In my experiment, for my 'scented search' condition I want to use what I will call "strong scent." I am defining this to include searching through lists organized by one of the five ways to organize information: category, time, location, alphabet and hierarchy (Universal Principles of Design or Information Anxiety). Of course, some of these are more strongly scented (alphabet or numeric) than others, such as category.

Additionally, I want my scented search interface to be what Jef Raskin defines as a "zooming interface paradigm (ZIP)" in The Humane Interface (pg 153). In fact, in chapter 6-2, he neatly describes the two types of interface I would like to test (I think).

The non-scented: He describes navigating through the interface like a maze--"I often find, deep in a submenu, a command or a check-box that solves a problem I am having...We are not good at remembering long sequences of turnings, which is why mazes make good puzzles and why present navigational schemes, used both within computers and on the web, often flummox the user." (152)

The scented: "The antithesis of a maze is a situation in which you can see your goal and the path to get there, one that preserves your sense of location while under way, making it equally easy to get back."

Thursday, April 14, 2011

Search Perseverance & Design Attractiveness

I found an interesting article that claims that "perceived attractiveness of web interface design" has a positive significant effect on search perseverance. See paper here

This is something that, even if I do not directly investigate, I need to keep in mind as the design attractiveness could therefore be a mediating factor in search perseverance.

Ground Zero

I'm still trying to hone in on exactly what I want to research for the next 7+ weeks. I am interested in the claims that Jared Spool makes in The Scent of Information. He states, "Users expect each click to lead to information that is more specific. They do not mind clicking through large numbers of pages if they feel they are getting closer to their goal with each click" (pg 25). And in fact, in his experiments, he measures users' confidence--claiming that users gain confidence at each step if they feel as though they are on the right track.

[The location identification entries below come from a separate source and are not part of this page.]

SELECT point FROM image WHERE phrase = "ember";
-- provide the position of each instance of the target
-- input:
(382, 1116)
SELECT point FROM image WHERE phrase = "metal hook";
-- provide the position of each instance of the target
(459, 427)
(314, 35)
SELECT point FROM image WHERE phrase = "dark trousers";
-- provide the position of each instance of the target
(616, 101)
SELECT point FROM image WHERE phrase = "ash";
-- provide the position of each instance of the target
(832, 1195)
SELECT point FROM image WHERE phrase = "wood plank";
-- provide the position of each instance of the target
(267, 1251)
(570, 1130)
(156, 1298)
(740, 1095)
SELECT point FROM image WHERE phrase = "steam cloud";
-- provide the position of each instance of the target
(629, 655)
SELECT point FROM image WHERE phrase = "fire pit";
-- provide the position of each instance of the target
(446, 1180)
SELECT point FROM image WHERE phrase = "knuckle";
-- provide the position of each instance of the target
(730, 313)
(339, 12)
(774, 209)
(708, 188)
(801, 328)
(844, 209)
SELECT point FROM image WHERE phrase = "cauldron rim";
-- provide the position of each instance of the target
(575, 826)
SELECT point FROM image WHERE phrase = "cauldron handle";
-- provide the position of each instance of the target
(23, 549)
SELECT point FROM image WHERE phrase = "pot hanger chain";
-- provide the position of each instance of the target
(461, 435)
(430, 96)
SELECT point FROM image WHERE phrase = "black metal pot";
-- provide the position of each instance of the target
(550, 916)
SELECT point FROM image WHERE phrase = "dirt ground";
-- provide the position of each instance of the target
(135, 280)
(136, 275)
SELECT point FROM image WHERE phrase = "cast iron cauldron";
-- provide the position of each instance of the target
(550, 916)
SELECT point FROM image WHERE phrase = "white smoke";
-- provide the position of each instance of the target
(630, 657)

My curiosity wants to unpack this claim with the aim of investigating how feedback affects this confidence and search perseverance. I envision using different forms of feedback, varying the amount of information, in order to see how that affects search perseverance.

I am also interested in exploring users' emotions beyond 'confidence.' How is their frustration level affected by more clicks/steps? Does this depend on whether or not users have confidence in that click? For example, are users more frustrated in performing an extra click when they know it will take them closer to their goal or when they are unsure?